A través de la Directiva Conjunta No. 001 de 2026, los entes de control han puesto el foco en la transparencia de la gestión contractual. El documento señala explícitamente que todos los contratos suscritos, ejecutados, liquidados y aquellos que aún se encuentren en curso deben estar debidamente publicados en el Sistema Electrónico para la Contratación Pública (SECOP). Esta medida busca que exista un registro trazable y accesible de los compromisos adquiridos por el Estado.
En este sentido, la directriz enfatiza que la administración entrante debe recibir información clara, actualizada y veraz sobre diversos aspectos críticos de la contratación pública. Entre los puntos clave se encuentran los contratos que están próximos a vencer, los procesos que se encuentran actualmente en trámite y, de manera muy particular, aquellos contratos que presenten dificultades de ejecución, incumplimientos contractuales o que tengan sanciones en curso. El objetivo es evitar vacíos administrativos que puedan afectar la prestación de los servicios o la gestión de los recursos.
Asimismo, la Procuraduría y la Contraloría exhortaron al gobierno saliente, así como a todas las entidades de la Rama Ejecutiva que forman parte del proceso de transición, a publicar los informes de empalme y sus respectivos documentos de soporte. Los entes de control subrayaron que se debe garantizar el acceso público a esta información, haciendo la única excepción en aquellos datos que cuenten con una reserva legal debidamente establecida.
La directriz hace un llamado a que la información entregada sea suficiente, verificable y oportuna. Esto abarca no solo los aspectos contractuales, sino también asuntos administrativos, presupuestales y misionales. Según los organismos de control, la entrega rigurosa de estos datos es fundamental para garantizar la continuidad institucional y, al mismo tiempo, para evitar que los funcionarios responsables incurran en posibles responsabilidades disciplinarias, fiscales o de otra naturaleza debido a omisiones en el traspaso de mando.

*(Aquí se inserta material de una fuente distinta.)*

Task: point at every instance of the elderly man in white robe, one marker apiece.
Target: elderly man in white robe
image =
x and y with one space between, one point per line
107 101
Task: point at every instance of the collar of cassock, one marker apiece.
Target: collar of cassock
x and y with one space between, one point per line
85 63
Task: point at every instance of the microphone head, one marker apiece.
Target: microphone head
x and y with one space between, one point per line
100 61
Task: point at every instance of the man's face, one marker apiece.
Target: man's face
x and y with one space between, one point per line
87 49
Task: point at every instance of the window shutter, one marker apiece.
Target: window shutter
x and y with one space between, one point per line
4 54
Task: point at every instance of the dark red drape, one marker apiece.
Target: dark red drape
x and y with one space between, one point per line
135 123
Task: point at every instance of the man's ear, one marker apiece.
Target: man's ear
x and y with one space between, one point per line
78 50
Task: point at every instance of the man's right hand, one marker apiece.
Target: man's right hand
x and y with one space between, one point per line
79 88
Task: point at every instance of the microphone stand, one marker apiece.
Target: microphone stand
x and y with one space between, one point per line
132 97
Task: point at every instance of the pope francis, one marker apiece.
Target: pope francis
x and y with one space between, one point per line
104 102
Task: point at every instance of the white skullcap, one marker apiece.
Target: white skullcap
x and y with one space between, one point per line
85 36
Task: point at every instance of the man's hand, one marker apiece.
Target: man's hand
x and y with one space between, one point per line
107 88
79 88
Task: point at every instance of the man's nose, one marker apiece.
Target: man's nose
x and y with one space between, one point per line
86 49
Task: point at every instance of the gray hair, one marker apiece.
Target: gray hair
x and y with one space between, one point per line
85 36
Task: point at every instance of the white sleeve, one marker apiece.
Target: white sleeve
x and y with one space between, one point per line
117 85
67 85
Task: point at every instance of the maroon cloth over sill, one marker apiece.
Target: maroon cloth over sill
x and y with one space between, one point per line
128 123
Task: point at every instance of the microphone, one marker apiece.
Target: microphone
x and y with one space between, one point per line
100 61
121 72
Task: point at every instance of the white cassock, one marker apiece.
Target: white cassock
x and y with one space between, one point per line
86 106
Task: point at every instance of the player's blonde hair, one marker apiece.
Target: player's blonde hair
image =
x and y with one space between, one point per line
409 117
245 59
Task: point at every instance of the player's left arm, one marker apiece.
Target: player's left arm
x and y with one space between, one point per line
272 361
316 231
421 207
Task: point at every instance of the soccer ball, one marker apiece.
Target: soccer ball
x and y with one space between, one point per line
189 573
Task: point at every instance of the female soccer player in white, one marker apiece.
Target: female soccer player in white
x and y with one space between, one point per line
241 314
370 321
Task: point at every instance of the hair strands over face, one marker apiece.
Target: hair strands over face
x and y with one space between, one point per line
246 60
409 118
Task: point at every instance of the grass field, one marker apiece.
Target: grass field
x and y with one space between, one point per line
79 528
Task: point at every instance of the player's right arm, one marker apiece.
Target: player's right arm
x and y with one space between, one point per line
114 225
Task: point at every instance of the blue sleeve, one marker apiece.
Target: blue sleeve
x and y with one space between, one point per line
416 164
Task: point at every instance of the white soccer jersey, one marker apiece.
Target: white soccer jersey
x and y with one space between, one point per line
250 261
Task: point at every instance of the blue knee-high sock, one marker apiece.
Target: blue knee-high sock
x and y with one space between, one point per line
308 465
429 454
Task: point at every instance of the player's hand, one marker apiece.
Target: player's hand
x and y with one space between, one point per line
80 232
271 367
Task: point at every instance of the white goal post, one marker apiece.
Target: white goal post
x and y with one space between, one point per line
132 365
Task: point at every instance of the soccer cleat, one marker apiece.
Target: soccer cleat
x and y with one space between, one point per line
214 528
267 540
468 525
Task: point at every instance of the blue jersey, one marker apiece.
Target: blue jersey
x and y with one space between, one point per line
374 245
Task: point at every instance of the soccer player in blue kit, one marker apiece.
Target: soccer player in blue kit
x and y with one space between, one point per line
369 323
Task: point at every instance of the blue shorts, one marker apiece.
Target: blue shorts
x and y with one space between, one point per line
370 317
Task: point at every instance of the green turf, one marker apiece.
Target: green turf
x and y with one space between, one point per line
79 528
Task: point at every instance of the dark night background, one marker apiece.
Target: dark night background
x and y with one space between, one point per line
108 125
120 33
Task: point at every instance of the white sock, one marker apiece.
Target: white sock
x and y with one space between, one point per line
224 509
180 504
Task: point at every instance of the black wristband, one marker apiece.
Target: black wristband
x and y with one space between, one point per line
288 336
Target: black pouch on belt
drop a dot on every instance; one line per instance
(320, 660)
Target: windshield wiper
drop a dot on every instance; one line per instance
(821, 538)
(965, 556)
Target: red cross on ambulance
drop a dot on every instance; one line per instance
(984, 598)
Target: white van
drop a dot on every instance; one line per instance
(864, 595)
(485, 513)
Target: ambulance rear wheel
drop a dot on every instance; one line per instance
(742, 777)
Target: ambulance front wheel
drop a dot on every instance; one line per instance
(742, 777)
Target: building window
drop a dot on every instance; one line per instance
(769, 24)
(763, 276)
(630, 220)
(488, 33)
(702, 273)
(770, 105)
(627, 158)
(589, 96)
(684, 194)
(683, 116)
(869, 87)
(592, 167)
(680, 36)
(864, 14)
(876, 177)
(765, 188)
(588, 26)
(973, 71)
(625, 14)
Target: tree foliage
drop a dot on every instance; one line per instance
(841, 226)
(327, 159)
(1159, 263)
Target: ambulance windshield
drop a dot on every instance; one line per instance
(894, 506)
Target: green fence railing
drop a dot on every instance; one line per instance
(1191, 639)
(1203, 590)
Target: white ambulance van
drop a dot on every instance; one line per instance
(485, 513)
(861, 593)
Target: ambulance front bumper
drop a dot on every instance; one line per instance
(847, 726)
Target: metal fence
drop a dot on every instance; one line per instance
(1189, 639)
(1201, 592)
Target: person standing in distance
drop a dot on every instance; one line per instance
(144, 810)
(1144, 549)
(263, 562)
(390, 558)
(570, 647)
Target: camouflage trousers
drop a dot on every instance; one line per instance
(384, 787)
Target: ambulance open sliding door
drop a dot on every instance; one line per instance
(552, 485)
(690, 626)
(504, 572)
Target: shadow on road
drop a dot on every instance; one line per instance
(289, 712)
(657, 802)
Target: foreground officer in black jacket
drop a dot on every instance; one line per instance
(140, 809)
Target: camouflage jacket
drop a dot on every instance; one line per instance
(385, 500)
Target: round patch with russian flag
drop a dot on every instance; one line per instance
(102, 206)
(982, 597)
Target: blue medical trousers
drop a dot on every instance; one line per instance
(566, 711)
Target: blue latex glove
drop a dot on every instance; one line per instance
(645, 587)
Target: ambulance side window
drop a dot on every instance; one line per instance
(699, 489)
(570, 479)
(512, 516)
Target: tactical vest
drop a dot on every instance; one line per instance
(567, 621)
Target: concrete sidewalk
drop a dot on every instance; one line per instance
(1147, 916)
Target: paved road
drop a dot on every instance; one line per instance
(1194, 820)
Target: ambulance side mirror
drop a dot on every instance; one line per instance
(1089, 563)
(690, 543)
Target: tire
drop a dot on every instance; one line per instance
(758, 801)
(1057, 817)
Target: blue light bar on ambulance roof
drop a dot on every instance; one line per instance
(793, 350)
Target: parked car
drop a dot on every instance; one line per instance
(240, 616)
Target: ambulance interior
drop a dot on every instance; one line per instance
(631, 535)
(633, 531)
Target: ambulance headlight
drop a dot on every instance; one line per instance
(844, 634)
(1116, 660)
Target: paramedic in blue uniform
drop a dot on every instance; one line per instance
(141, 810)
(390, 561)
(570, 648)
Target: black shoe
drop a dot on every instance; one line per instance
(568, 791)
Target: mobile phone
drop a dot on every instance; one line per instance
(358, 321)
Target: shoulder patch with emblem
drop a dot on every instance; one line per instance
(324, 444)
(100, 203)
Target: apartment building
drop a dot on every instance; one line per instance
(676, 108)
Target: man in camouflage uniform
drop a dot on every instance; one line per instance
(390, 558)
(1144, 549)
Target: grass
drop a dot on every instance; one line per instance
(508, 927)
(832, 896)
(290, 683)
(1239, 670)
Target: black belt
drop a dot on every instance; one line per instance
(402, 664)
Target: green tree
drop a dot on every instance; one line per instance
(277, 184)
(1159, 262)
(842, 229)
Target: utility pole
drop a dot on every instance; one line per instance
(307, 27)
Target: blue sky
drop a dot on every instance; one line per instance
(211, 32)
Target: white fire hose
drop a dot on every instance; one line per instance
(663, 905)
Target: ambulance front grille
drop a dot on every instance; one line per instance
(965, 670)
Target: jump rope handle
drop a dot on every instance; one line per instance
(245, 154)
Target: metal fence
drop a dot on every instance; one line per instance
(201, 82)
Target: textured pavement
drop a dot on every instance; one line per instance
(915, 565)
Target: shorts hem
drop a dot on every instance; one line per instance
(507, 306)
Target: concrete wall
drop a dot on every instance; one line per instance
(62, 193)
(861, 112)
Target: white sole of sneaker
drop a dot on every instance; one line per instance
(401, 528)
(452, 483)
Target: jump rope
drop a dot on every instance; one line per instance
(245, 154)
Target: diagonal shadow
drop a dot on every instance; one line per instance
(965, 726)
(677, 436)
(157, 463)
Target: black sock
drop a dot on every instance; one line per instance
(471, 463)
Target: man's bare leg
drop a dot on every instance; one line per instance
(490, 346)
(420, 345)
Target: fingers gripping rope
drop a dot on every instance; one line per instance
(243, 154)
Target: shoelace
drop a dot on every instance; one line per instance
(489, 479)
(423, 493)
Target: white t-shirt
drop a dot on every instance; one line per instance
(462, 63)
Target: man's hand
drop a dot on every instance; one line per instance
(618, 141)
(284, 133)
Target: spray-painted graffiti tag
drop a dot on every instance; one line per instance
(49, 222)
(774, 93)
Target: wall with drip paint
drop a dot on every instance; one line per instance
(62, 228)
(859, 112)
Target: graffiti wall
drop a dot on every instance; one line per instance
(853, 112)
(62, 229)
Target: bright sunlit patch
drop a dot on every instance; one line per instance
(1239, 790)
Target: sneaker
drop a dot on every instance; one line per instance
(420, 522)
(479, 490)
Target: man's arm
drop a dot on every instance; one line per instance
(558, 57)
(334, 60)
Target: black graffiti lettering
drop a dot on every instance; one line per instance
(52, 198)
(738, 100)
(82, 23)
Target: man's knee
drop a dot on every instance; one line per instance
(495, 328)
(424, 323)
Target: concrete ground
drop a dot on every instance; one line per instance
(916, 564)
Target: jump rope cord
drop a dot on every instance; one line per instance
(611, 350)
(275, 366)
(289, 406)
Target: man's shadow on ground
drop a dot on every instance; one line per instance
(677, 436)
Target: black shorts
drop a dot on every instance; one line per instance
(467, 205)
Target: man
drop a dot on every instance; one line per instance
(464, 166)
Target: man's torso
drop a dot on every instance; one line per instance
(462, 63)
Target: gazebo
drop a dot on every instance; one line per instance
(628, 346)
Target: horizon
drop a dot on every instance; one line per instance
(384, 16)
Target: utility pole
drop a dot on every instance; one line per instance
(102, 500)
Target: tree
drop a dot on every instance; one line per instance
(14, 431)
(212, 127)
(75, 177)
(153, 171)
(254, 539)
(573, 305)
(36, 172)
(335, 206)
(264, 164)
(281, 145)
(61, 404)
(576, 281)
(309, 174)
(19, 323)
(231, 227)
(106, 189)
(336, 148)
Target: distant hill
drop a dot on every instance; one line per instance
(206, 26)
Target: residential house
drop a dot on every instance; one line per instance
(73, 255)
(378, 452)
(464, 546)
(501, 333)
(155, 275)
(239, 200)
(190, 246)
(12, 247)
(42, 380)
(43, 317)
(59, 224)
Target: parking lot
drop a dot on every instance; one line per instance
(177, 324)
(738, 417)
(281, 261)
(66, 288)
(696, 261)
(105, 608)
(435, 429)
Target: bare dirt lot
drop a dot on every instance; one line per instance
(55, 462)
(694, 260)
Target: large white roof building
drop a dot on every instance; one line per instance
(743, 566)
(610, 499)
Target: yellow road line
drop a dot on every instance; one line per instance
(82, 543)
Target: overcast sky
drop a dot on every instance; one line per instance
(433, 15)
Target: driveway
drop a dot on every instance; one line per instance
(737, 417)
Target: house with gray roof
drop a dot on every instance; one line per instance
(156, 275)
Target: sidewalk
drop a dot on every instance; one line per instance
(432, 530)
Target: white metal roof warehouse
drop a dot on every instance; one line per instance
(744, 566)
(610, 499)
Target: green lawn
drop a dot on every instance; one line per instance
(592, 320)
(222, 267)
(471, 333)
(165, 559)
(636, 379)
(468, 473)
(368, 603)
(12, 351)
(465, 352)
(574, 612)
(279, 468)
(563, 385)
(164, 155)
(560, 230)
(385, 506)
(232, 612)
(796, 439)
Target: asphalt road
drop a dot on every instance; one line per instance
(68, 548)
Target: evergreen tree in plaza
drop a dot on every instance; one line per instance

Un punto relevante de la comunicación es el recordatorio dirigido a los integrantes del gobierno saliente sobre la identificación de competencias concurrentes. Los entes de control instan a que se deje constancia clara de aquellos asuntos que involucren el ejercicio de competencias compartidas entre distintos niveles de gobierno. Además, se solicita detallar las situaciones en las que, aplicando el principio de subsidiariedad, otra administración haya tenido que asumir funciones específicas con el fin de garantizar los derechos fundamentales de la ciudadanía o asegurar el acceso efectivo a servicios públicos esenciales.
Finalmente, la Procuraduría y la Contraloría justificaron estas exigencias señalando que el propósito fundamental es permitir que la administración entrante conozca con exactitud el alcance de las obligaciones institucionales que se encuentran en curso. Solo a través de un conocimiento detallado de las entidades comprometidas y de las medidas que deban mantenerse, ajustarse o articularse, será posible asegurar la continuidad de la gestión pública y evitar retrocesos en la administración del Estado.